# BART cop shoots and kills fellow officer.



## pigpen (Jan 22, 2014)

The link is to some Berkeley based site but I guess it happened in Dublin. You can probably find a better telling of the incident elsewhere but basically some BART cop shot another while breaking into some ones dwelling while they weren't home.

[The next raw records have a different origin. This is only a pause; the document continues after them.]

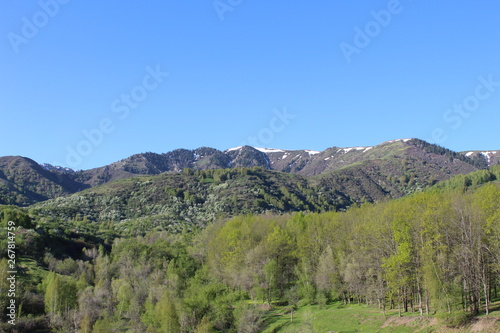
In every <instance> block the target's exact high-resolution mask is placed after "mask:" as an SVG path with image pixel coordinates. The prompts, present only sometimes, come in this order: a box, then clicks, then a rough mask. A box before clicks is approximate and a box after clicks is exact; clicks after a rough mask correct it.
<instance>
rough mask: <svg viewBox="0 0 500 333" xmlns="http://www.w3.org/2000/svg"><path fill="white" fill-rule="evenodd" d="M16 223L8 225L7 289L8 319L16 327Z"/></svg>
mask: <svg viewBox="0 0 500 333" xmlns="http://www.w3.org/2000/svg"><path fill="white" fill-rule="evenodd" d="M15 230H16V223H15V222H14V221H9V222H8V223H7V267H8V270H7V276H8V277H7V282H8V284H9V288H8V289H7V295H6V296H7V299H8V300H9V302H8V305H7V317H9V320H8V323H9V324H11V325H16V309H17V308H16V277H17V266H16V233H15Z"/></svg>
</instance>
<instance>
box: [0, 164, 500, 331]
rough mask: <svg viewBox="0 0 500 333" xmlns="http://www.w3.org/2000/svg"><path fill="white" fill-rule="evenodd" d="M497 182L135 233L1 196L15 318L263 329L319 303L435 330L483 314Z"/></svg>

I don't know if the guns they were wielding had safety or not, as some handguns don't, but if they ran up in some unoccupied apartment all gung-ho because BART cops don't often get to kick peoples door down and one of them shot another, this is way more funny.



"Smith was the first BART officer killed in the line of duty it the transit agency's history, according to BART police.
Bay City News Service quoted Nelson saying the shooting occurred at the Park Sierra Apartments at 6450 Dougherty Road, where several officers went search an apartment belonging to a suspect in a series of recent robberies on BART.
Nelson said the two officers entered the apparently empty apartment and one officer accidentally fired a shot that wounded the other officer, according to Bay City News.
Nelson said he assumes that the officers had their guns drawn as they entered the apartment but that the details of how or why the officer's gun went off remain unclear, the news agency reported."

http://berkeley.patch.com/groups/po...police-officer-fatally-shot-tuesday-afternoon


----------



## Matt Derrick (Jan 22, 2014)

...ooooohhhh.... dead cops... yessssss...

*masturbates furiously*


----------



## DFA (Jan 23, 2014)

hahahahahahaha


----------



## slimJack (Jan 29, 2014)

LMAO MATT IS FUXXN CRAZY.. but yah karma is real piggies. du fichen. & rest in piss bitch


----------